Es la señora Förster-Nietzsche, la aviesa hermana del filósofo Friedrich Nietzsche, la autora de la exclamación tomada por Ortega como base de su diagnóstico sobre las fluctuaciones del español. Fervorosa alemana, simpatizante del partido nazi, a quién le parece muy natural que la nación germana sea y esté sobre todo y por encima de todos (Deutschland, Deutschland über alles), a Elisabeth le alarmaba la voluntad de ser del español.
Como el resentimiento antiespañol avanza que hasta a los propios alcanza, la hermana de Nietzsche atisba sólo una parte de la realidad del asunto. Tras la puntualización orteguiana, la cuestión queda trágicamente esclarecida. Nuestro problema nacional reside básicamente en los propios españoles. Y es que para hablar mal de España, con el español basta y sobra.
Pueblo radical, el español, ciertamente, que pasa del todo a la nada sin medias tintas, del blanco al negro, del día a la noche. Nación de grandes artistas y escritores, pero deficitario en filósofos y científicos, se deja llevar por las emociones y las pasiones con demasiada facilidad y ligereza, tanto en lo que concierne a la vida personal como a la pública.
Nación poderosa y principal en el pasado, ni siquiera se debate hoy entre el ser y no ser. Simplemente, lo deja estar. Ortega ya lo vio venir en 1934, año feroz, en que escribe el Prólogo para alemanes. Sucede que al español contemporáneo le viene grande España. No sabe si quiere una España, media o cuarto y mitad. Tampoco si le conviene ser libre o estar sometido. He aquí nuestra tragedia nacional.
Ser una España fuerte y unida: lo que implica actuar de modo decidido y determinante con sus enemigos internos y externos, así como disponer de una política de defensa y de seguridad sin ambages. Ocupar un lugar al nivel de las democracias modernas más influyentes del mundo: con las correspondientes responsabilidades en política internacional. Decidirse por el crecimiento y la competitividad en el terreno económico: lo que exige, entre otras cosas, aumentar la productividad. Apostar por la excelencia educativa y la calidad profesional: lo que supone una constante formación y una imprescindible disciplina en la práctica escolar.
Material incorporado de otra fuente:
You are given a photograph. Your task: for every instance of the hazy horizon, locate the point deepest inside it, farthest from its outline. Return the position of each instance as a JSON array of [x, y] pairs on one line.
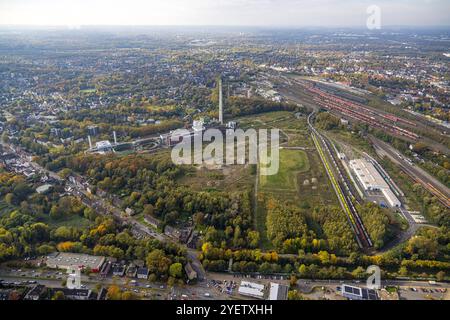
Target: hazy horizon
[[243, 13]]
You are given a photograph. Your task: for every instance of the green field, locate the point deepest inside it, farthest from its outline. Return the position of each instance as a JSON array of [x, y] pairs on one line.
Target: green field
[[292, 162]]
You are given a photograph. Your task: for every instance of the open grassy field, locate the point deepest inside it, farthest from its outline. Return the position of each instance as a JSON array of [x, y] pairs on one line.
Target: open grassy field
[[292, 162]]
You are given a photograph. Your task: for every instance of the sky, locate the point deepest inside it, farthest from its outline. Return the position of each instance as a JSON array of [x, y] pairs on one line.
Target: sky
[[223, 12]]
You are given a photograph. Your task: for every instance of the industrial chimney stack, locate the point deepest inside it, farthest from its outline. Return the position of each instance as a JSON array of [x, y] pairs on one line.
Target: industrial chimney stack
[[220, 101]]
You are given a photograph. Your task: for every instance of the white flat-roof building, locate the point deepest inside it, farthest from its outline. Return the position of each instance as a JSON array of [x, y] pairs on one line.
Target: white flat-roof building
[[371, 180], [278, 291], [251, 289]]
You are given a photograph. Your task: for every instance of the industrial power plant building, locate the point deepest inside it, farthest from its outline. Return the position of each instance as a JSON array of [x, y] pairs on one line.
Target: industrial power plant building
[[371, 180]]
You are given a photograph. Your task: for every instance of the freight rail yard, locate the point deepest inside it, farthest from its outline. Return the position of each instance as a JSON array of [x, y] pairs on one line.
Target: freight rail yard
[[341, 186], [316, 98], [358, 112], [352, 188]]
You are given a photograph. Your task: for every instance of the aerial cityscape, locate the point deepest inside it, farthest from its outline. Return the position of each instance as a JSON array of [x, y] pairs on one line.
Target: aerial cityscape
[[135, 163]]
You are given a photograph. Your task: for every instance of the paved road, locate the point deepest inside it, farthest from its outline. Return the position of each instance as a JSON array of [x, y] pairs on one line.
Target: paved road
[[80, 190]]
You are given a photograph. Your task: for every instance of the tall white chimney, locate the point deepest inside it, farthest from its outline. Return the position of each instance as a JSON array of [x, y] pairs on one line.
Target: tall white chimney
[[220, 101]]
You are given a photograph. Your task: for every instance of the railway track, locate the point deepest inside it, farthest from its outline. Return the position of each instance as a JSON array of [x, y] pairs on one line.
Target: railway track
[[341, 188]]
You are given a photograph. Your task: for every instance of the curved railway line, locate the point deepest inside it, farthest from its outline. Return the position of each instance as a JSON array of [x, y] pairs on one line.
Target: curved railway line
[[342, 189]]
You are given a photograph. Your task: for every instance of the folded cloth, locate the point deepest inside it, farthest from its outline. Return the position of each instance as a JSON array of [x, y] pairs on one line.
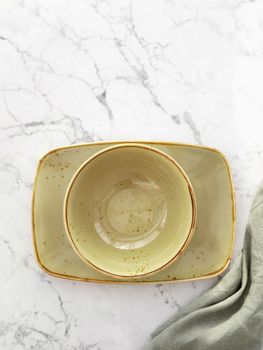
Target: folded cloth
[[228, 316]]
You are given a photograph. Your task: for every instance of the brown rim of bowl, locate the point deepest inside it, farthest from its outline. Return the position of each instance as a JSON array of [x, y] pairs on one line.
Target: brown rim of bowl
[[193, 202]]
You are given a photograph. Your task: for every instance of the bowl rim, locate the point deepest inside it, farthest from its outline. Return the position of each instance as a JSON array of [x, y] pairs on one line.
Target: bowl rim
[[193, 206]]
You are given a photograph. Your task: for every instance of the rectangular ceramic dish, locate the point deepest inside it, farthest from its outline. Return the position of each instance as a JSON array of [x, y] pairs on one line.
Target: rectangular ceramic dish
[[210, 249]]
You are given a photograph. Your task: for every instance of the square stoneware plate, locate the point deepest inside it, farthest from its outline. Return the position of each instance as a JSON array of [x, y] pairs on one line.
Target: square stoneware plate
[[210, 249]]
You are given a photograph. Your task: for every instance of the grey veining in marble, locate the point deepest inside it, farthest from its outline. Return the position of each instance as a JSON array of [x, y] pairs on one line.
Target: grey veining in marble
[[79, 71]]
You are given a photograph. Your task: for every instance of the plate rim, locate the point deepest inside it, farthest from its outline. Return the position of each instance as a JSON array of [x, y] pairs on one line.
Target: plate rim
[[117, 281]]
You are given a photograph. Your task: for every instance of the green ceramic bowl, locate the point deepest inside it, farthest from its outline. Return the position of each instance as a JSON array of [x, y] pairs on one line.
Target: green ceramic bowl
[[129, 210]]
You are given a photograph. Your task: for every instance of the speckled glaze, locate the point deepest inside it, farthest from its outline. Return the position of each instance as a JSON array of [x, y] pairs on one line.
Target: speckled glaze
[[209, 250], [129, 210]]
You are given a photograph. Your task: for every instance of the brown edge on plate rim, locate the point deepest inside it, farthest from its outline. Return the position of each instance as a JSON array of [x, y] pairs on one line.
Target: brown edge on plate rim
[[190, 189], [135, 281]]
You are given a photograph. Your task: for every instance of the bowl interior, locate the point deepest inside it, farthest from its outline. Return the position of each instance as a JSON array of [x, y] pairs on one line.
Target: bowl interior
[[129, 210]]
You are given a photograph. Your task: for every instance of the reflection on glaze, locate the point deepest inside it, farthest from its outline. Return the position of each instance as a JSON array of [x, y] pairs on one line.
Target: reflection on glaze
[[131, 212]]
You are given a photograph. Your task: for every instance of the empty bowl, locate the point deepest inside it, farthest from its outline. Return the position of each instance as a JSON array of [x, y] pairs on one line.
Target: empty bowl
[[129, 210]]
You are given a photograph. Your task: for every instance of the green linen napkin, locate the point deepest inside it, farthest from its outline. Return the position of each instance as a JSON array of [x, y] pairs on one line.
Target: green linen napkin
[[229, 316]]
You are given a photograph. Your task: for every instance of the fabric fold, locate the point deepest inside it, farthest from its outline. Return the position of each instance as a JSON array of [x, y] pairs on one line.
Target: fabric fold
[[230, 314]]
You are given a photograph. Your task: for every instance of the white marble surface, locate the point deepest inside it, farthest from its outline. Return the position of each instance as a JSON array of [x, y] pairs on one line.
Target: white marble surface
[[79, 71]]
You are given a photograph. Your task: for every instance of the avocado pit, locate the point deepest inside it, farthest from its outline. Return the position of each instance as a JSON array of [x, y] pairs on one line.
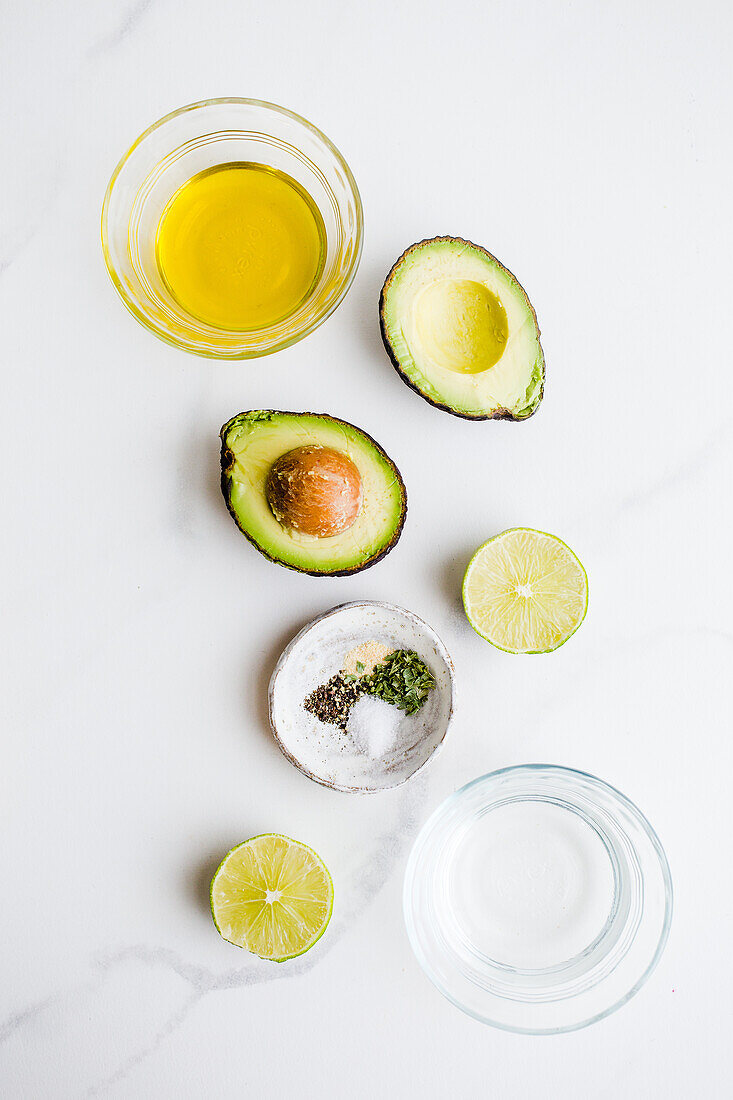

Reconocerse, en fin, como una nación que se respeta a sí misma en casa y exige ser respetada en el exterior: he aquí los objetivos sustanciales que al español de nuestros días le abruman y fatigan, sólo con planteárselos.
Mejor, entonces, la mediocridad y la penuria que la exigencia y el riesgo, la dormidera de la mentira que la dureza de la verdad, la comodidad y la inercia que la valentía y la dignidad: he aquí la elección de un pueblo al que querer ser le parece demasiado…, excepto convertirse en funcionario con puesto y plaza asegurada, cerca de casa y trabajando lo menos posible.

Este decaimiento nacional, ay, no se cura mirando al futuro sin más, ni con tópicos necios o eslóganes  letárgicos de este jaez. Porque por el camino que va, España no tiene futuro. Es preciso volverse hacia el momento en que España quería ser, y volver a ponerse en marcha. No es preciso querer ser demasiado. Basta sólo con querer ser. He aquí la cuestión.